In a country where education and literacy were limited to a very few and took place in the backstage of mosques and cleric’s houses with mainly the subject of religious thoughts and morality, only a true reformer could save a country in chaos.
Mirza Taghi Khan Farahani, born in 1852, also known as Amir Kabir was once the saviour of a nation that thanked him by his demise. For 3 years he had become the chief minister of Naser al-Din Shah Qajar (Shah of Persia at the time). The young Shah’s confidence had led him to the responsibility of Iran’s whole army and granted him his appointment as prime minister of Persia (what is now called Iran). One that was taken away rather soon.
His diplomatic trips to Russia and the Ottoman empire had him realize that only education was going to save the country from the mess it was in. So he advised the Shah into building the first university of Persia and so Darolfonoon was built. Designed by Abbas Mirza who had studied the architecture of forts and military constructions back in Britain, the Darolfonoon was ready for inauguration by 1851. Only that Abbas Mirza’s influence of British architecture had led him into designing a courtyard that resembled the Union Jack from above!! To this day Darolfonoon has been going under reconstructions and renovations, but the Union Jack ironically stays right in the heart of Tehran! Perhaps because no one really sees it, until they’re told.
Initially purposed to train officers and civil servants, the school quickly expanded into teaching subjects such as medicine, surgery, pharmacology, natural history, mathematics, geology, and natural science. Professors were brought from Vienna to teach and Darolfonoon soon became the Shah’s flag to show off modern Persia.
Right when all the hard work was about pay off, Amir Kabir was dismissed from all his appointments. The Queen mother and other influential figures whose pensions and salaries were cut down by Amir Kabir’s financial reforms and were backed by foreigners whose influence has been greatly diminished saw him as a threat and formed a coalition to have him removed. The coalition turned out to be a success and Amir Kabir was sent to Kashan where he was executed shortly after while taking a bath in the famous Fin Bathhouse.
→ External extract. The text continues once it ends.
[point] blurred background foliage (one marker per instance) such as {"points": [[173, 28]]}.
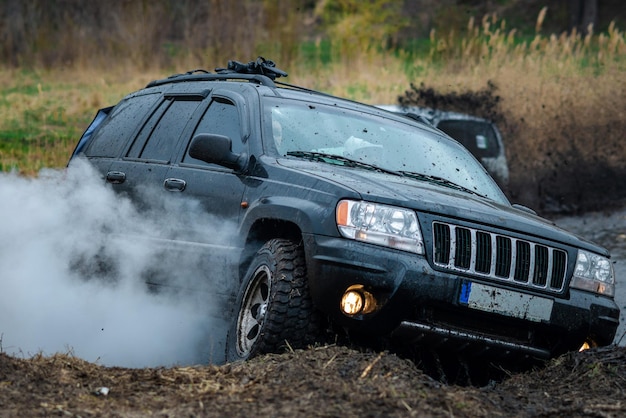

Darolfonoon continued working for years until it became part of the newly established University of Tehran. Today the sight is under renovations to become the treasury and documentation centre of the ministry of Education, yet visits are allowed through the secondary entrance.
Darolfonoon stays unvisited and quiet to most tourists and even Iranians. While most of the current building is not how it was at the time of Amir Kabir – apart from the courtyard and the iwan – it’s mosaic-coated entrance, bricked walls and small, yet sublime garden is a mistake to miss.
Inspirational verses from Persian poets are displayed on Persian blue mosaics that adorn the walls of the courtyard. The long living history of Darolfonun and the magnificence of the hero behind it echoes in every room and corridor and gives the impression that time has stopped right in the heart of Tehran, just before the brutal honking of Taxi drivers in one of the most traffic-jammed streets of Tehran brings you back to life!